In Naylor’s experience, the most helpful approach from family is “loving them more than ever and sharing that with them.” “You can’t beat addiction out of somebody,” he said. “You can’t yell loud enough to get them to stop. When I was in active addiction, nobody hated me more than me. I despised myself, couldn’t look in the mirror and wanted to die almost every day. After working with and being in treatment with hundreds of addicts over the years, I can say that almost all of them feel the same way. We’ve destroyed everything around us, lost what we worked so hard for, caused our friends and families so much anxiety that they are suffering too. Imagine being an addict in that state of mind and having more negativity thrown at you by those you need to just give you a hug and tell you you’re worth it and still a beautiful person? It’s impossible to love somebody too much.”

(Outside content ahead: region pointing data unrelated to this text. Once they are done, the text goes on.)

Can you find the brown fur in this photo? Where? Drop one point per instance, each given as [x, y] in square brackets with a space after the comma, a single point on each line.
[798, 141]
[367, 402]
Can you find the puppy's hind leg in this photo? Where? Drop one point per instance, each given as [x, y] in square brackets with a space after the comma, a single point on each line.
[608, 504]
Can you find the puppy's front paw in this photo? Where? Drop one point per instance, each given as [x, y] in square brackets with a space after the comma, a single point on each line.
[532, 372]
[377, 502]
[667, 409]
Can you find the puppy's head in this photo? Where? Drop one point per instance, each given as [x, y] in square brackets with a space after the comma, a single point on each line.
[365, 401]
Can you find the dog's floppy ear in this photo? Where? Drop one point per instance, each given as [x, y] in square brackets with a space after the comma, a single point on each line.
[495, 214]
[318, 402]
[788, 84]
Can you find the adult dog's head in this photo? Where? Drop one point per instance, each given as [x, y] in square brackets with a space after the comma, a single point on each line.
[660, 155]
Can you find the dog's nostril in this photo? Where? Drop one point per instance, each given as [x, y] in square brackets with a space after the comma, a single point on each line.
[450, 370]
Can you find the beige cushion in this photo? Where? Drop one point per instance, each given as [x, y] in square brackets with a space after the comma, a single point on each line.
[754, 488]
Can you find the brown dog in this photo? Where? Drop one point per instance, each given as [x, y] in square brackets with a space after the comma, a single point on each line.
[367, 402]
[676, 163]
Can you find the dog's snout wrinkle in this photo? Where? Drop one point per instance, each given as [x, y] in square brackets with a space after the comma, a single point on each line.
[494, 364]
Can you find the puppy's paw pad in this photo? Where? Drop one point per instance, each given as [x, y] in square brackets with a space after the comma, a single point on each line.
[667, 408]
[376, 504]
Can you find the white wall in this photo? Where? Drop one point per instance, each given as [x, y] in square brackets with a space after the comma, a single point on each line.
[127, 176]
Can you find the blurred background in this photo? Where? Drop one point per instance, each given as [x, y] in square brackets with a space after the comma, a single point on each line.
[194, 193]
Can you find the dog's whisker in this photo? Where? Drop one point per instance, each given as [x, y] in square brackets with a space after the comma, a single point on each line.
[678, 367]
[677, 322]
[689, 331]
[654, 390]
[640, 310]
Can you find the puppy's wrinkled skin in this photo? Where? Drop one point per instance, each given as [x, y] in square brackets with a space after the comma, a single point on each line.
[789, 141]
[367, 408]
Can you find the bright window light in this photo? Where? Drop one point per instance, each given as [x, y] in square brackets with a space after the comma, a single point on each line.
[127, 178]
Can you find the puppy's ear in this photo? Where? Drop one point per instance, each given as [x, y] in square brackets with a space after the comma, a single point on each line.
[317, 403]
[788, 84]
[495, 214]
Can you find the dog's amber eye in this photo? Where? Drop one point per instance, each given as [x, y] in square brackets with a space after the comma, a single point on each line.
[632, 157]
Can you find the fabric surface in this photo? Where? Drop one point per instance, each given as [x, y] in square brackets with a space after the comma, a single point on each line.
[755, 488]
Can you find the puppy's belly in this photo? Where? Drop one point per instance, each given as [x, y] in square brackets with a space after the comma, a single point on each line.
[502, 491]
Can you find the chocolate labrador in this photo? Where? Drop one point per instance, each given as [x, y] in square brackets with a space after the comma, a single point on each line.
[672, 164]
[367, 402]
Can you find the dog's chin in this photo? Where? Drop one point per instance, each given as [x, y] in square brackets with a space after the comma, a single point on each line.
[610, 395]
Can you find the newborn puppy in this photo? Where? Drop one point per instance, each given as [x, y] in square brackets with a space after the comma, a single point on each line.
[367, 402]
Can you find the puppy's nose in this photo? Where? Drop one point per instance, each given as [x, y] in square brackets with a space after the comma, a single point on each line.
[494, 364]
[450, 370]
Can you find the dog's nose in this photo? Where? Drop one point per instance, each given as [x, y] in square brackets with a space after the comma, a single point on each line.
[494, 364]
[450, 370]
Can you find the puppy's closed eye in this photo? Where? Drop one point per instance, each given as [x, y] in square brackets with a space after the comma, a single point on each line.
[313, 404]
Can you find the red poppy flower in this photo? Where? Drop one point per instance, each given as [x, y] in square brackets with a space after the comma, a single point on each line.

Through the process of setting up his own nonprofit, Naylor came to realize just how little support there is out there for family members. “It’s a critical void needing to be filled,” he said. “Addiction is a family disease. Many relapses occur because the addict comes out of treatment in a spiritual, serene place, ready to get back to life, and lands in a family environment that is more toxic than the addict was. The hard pill for family and friends to swallow is they are often part of the problem, but they’re too busy pointing a finger at the addict. In less extreme situations, it’s simply the family saying the wrong things and acting in ways that cause the addict to lose their serenity.”
With families desperate for help themselves, organizations like Northern Utah Cares and Save the Michaels of the World are vital because they provide a safe space for families to heal alongside their addicted loved one.
Avi Israel hopes Save the Michaels of the World will teach families how to advance their own lives positively, while still supporting their family member. “Combining love, compassion and understanding with rules works better than tough love,” he said. “Never throw a kid into the street. When you do that, you show them how much you don’t care.”